Another indication of the challenge faced by the UNFCCC is the fact that
midway through the second year of its current biennium budget, the
contributions of countries are short by over $8.5 MM ? approximately 30% of
its biennial budget.  Uncertainty regarding the timing and ultimately
delivery on contributions is a perpetual fact of life on the global
frontier.  Countries have discretion over their budgets and exercise that
discretion for any number of economic and political reasons ? the
intergovernmental institutions are at their mercy.

In the case of the UNFCCC, the combination of the low ebb in energy, the
ongoing difficulties in getting beyond posturing in key issue areas, the
startup problems of the Kyoto mechanisms, the budget difficulties and the
larger uncertainties of the Russian Federation's ratification are beginning
to lead to an uncomfortable question:  just how committed are the countries
of the World to a globally coordinated response to climate change?
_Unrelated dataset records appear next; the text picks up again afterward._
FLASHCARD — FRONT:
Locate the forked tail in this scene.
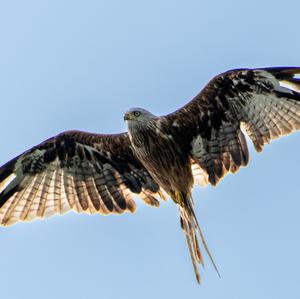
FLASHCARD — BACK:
[176,192,220,284]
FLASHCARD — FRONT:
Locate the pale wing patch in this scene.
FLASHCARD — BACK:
[0,173,16,193]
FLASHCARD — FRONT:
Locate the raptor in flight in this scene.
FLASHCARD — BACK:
[0,67,300,282]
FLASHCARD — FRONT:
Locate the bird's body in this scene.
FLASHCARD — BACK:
[128,113,194,200]
[0,67,300,282]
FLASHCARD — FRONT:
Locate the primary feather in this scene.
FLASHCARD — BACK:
[0,67,300,282]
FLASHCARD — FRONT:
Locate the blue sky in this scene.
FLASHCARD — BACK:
[0,0,300,299]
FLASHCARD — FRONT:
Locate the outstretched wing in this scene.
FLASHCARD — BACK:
[0,131,161,225]
[164,67,300,185]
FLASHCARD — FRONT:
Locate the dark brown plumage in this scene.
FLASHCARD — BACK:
[0,67,300,282]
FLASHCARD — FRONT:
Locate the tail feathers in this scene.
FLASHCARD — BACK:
[176,192,220,284]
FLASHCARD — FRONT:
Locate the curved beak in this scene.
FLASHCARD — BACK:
[124,112,131,121]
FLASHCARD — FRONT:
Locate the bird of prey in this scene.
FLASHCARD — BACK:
[0,67,300,282]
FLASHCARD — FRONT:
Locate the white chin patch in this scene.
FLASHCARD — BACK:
[0,173,16,193]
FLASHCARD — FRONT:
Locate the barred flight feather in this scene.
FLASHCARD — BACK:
[0,67,300,282]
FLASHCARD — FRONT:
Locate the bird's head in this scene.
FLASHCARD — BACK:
[124,108,156,124]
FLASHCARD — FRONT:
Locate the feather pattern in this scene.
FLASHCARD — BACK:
[0,67,300,282]
[0,131,159,225]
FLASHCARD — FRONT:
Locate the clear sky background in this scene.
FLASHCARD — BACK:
[0,0,300,299]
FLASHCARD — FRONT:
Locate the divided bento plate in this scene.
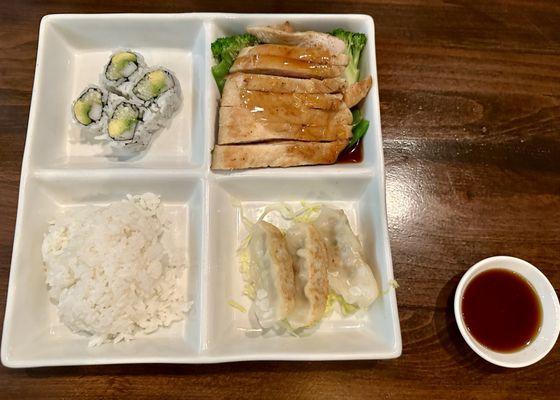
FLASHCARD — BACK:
[1,13,402,367]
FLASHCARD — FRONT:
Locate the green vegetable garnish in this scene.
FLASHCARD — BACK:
[210,33,259,93]
[331,28,367,85]
[347,109,369,148]
[325,292,360,316]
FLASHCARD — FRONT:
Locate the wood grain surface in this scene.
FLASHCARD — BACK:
[0,0,560,399]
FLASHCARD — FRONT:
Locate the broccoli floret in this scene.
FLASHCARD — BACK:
[331,28,367,85]
[210,33,259,93]
[347,109,369,148]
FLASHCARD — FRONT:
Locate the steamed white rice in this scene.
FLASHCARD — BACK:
[42,193,191,345]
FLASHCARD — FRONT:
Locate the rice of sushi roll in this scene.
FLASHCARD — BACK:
[101,50,146,97]
[131,67,181,131]
[72,85,108,131]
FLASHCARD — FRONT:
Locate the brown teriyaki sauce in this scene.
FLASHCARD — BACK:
[336,140,364,163]
[461,268,542,353]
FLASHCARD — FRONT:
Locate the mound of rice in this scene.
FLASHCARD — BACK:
[42,193,191,346]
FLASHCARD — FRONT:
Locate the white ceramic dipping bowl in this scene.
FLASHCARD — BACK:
[454,256,560,368]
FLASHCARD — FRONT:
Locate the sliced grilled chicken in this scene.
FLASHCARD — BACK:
[218,119,352,144]
[219,105,352,126]
[222,72,346,97]
[344,75,373,108]
[247,26,346,54]
[230,55,345,79]
[221,89,343,112]
[238,44,348,66]
[212,140,348,170]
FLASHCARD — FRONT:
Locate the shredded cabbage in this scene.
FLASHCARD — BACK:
[228,300,247,313]
[324,292,360,317]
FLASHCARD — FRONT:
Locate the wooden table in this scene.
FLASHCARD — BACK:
[0,0,560,399]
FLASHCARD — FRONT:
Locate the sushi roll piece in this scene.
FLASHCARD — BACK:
[72,85,108,131]
[131,67,181,131]
[101,95,153,154]
[101,50,146,97]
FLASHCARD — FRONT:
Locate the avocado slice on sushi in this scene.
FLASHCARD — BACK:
[105,51,138,81]
[133,69,175,101]
[73,88,103,126]
[107,102,140,141]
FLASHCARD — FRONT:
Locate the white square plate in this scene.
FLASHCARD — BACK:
[1,14,402,367]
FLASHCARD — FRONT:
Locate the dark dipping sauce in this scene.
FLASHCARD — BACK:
[462,268,542,353]
[336,140,364,163]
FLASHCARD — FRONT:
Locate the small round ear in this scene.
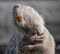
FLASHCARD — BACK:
[15,13,22,21]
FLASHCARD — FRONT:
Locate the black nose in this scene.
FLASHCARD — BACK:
[14,5,19,8]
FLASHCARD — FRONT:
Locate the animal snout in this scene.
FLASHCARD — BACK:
[14,5,19,8]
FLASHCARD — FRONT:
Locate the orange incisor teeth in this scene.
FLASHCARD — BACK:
[16,13,22,21]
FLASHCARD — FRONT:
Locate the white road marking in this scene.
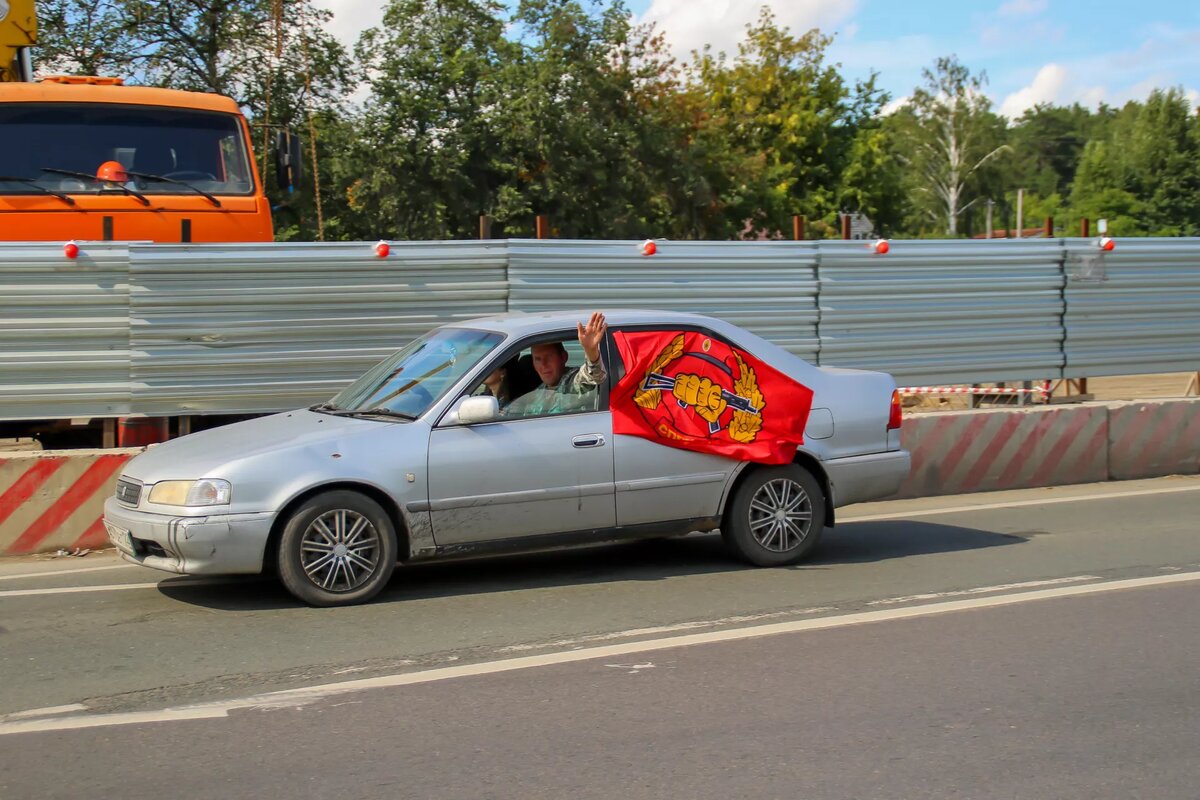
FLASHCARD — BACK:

RUSSIAN FEDERATION STATUS:  The growing uncertainty regarding Russia is
perhaps indicative of some fundamental dynamics at work.  With the
withdrawal of the US from the Kyoto picture, the stakes for Russia changed
dramatically.  Suddenly, the bottom fell out of the emissions trading
market ? a market in which the wrenching contraction of its manufacturing
and economic base had secured for Russia a dominant position.  It also
tipped the scales such that its ratification of the Protocol would now be
required in order for the instrument to come into force (as of early June,
110 countries have ratified the Protocol, but those countries cumulatively
account for only 43.9% of the developed country1990 emissions ? short of
the 55% required.

Now Russia is studying its options.  Significantly, it last year moved
responsibility for its climate change policy out of the hands of its
scientific ministries and vested leadership in its economic ministries.  In
Bonn, the Federation was careful to note that it is thoroughly reviewing
the range of issues, and that it is conducting a full and precise
assessment of economic and social consequences, "with economic development
our first-order concern."  Prominent considerations in that regard now
reportedly includes not only the potential return on its inventory of
tradeable emission credits (if it is able to cut the right deal with the
EU), but also the question of how the economic development (re-development)
of the Russian economy will fare over the longer term under a progressively
more stringent Kyoto Protocol.

Certainly Russia is not alone in applying an economic decision calculus to
the global climate process.  Clearly the US has been doing so since before
Kyoto, as manifest in its economically-driven decision to withhold US
endorsement of any agreement that did not subject its economic competitors
in the developing world to comparable constraints.  Similarly, OPEC
countries have been equally transparent in the economic imperative that
drives their relentless pressure on Articles 4.8-9.  And, of course, the
imperative for economic growth is the driver for the developing countries
in resisting any hint of the kinds of emission caps that are the key
feature of the Kyoto Protocol's treatment of developed countries.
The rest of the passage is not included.